= John Minshull =

English cricketer

John Minshull (c.1741 – 23 October 1793), also known as John Minchin, was a famous English cricketer during the 1770s. He scored the first definitely recorded century in cricket. He was born at Acton in Middlesex.

According to John Nyren, Minshull was a "capital hitter, and a sure guard of his wicket" but "not an elegant player, his position and general style were both awkward and uncouth". Minshull evidently had a high opinion of his own ability and was said to have been "as conceited as a wagtail and from his constantly aping what he had no pretensions to, was, on that account only, not estimated according to the price at which he had rated his own merits". Nyren added a physical description: "a thick-set man, about 5'9" in height, rather a slow mover in the field (and had) a tendency towards injury and illness".

Little is known about him personally except that he was for a time employed by the Duke of Dorset as a gardener at Knole House, near Sevenoaks. He played for Dorset's Kent during this period but it seems he then moved to Middlesex and then Surrey as he played for the Surrey eleven from 1775 till he was last recorded in 1780.
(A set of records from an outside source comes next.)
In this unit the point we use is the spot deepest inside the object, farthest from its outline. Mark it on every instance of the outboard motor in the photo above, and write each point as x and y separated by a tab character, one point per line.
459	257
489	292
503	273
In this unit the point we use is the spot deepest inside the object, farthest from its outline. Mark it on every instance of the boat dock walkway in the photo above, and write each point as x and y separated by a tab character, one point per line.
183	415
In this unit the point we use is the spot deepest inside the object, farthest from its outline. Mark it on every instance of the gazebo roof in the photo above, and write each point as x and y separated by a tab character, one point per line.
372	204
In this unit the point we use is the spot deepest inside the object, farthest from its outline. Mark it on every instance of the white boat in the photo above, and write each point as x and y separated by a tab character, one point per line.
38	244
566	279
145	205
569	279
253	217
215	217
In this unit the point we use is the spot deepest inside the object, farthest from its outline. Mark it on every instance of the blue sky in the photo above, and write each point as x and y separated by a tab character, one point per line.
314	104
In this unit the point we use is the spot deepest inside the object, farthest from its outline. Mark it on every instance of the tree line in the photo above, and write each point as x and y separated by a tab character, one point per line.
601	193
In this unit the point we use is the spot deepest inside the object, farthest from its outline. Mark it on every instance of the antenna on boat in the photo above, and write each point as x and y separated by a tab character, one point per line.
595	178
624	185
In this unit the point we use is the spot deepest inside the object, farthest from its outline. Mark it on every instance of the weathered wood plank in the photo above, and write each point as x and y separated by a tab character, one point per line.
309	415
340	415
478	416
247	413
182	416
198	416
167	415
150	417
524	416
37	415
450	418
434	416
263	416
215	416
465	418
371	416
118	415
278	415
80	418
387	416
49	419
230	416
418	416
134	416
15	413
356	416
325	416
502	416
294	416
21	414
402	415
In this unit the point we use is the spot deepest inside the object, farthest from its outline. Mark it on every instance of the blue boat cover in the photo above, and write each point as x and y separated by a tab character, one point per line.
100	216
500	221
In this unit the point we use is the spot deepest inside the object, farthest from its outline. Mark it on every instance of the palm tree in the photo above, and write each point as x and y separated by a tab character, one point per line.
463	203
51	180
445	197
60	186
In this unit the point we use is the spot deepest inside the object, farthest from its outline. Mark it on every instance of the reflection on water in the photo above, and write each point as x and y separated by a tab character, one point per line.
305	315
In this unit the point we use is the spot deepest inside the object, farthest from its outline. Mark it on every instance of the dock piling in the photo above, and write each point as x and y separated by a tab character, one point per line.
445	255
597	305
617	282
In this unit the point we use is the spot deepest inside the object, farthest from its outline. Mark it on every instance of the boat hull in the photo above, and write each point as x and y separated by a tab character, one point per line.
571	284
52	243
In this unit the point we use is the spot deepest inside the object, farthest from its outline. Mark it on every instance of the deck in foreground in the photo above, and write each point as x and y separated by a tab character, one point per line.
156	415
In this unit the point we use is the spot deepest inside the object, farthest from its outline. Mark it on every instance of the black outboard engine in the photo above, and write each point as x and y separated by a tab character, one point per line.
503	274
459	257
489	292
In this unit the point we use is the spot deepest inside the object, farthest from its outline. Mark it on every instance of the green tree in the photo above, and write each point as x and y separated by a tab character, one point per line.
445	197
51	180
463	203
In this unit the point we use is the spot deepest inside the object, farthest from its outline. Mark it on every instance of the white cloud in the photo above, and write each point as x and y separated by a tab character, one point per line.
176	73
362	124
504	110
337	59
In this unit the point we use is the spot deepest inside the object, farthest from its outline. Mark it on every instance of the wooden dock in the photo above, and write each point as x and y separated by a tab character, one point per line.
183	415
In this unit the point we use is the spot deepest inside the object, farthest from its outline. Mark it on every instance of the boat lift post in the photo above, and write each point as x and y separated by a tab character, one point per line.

Minshull's century was scored on Thursday 31 August 1769 when he played for the Duke of Dorset's XI against Wrotham. It was a minor match but Minshull's score of 107 is the earliest definitely known century in any class of cricket. To reach his century Minshull scored 34 singles, 15 twos, 9 threes and 4 all run fours.

He was also the first batsman to be recorded dismissed 'hit wicket', while playing for All England against Hampshire at The Vine in 1773. Strangely he was probably not actually on strike at the time. Minshull died at Kingston upon Thames in Surrey aged 52 in 1793.